Existing quantitative analyses have primarily been based on financial factors of corporations. Analysts' psychology has been perceived as a subjective element of expectations and has not been regarded as highly important. However, with the rapid advancement of large language models (LLMs), text data can now be finely quantified.

Morgan Stanley Capital International (MSCI), the world's largest index provider, also presents related indices, including the MSCI Analyst Sentiment Index.

Bang noted that "the MSCI's quantification of analyst sentiment systematically quantifies market expectations, reflecting psychological changes that are not captured by existing indicators," and added that "positive changes in analysts' sentiment have shown to outperform the market in both the short and long term."

However, in Korea, there is a structural characteristic where analysts' investment opinions tend to be biased towards 'buy'. In the five years since 2020, 93.1% of analysts' investment opinions have been 'buy', which is a sharper concentration than 67.3% in the 2000s and 89.6% in the 2010s.

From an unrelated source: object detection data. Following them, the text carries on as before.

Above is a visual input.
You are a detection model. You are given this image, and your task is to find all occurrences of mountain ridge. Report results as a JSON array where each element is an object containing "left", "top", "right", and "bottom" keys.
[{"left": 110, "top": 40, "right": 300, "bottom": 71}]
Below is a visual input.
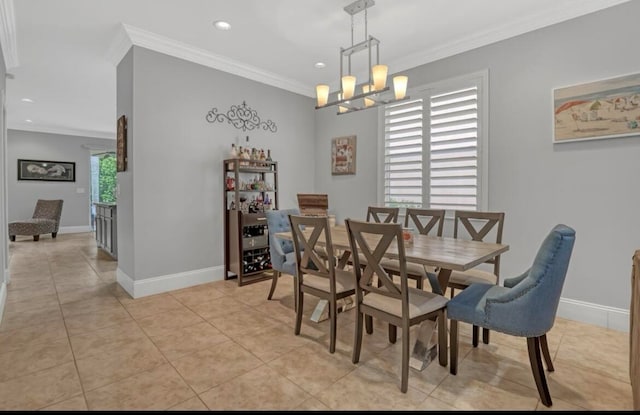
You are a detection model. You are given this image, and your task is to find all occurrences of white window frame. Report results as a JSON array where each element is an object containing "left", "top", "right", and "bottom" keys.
[{"left": 377, "top": 69, "right": 489, "bottom": 216}]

To compensate for these limitations, it is essential to look at what analysts truly intend to convey. Bang assessed the positive and negative ratios of analysts using the FinBERT model, which is mainly utilized for sentiment analysis of financial texts.

Based on this, it has been shown that stocks with high positive ratios from analysts also have higher revenues. There appears to be some correlation.

According to Bang, last week, the stocks with a positive ratio exceeding 40% included Samsung Electro-Mechanics, Amorepacific, Humedix, Hansol Paper, Dongwon Industries, SeAH Besteel Holdings, Samsung SDI, GC Green Cross, Hyundai Corporation, Chong Kun Dang, and Taihan Cable & Solution. These stocks rose an average of 5.1%, achieving excess returns compared to the KOSPI index's increase rate of 2.9% in the same period.

This week, there are also stocks positively evaluated by analysts. According to Bang, these include LG Uplus, KT&G, VM, PharmaResearch, CS WIND, d'Alba Global, Dongwon Industries, NEOWIZ, ECOPRO BM, Daeduck Electronics, Korean Air, Contentree JoongAng, NAVER, Hanwha Vision, Samsung Securities, and C&C International.

Of course, just because an analyst has a favorable view does not mean the stock price will necessarily rise. Conversely, there are stocks that achieve 'surprise performance' contrary to analysts' low expectations. However, it seems clear that in an era where numerous 'experts' give their opinions, it is essential not to easily lean towards them but to develop the ability to read their hidden meanings well.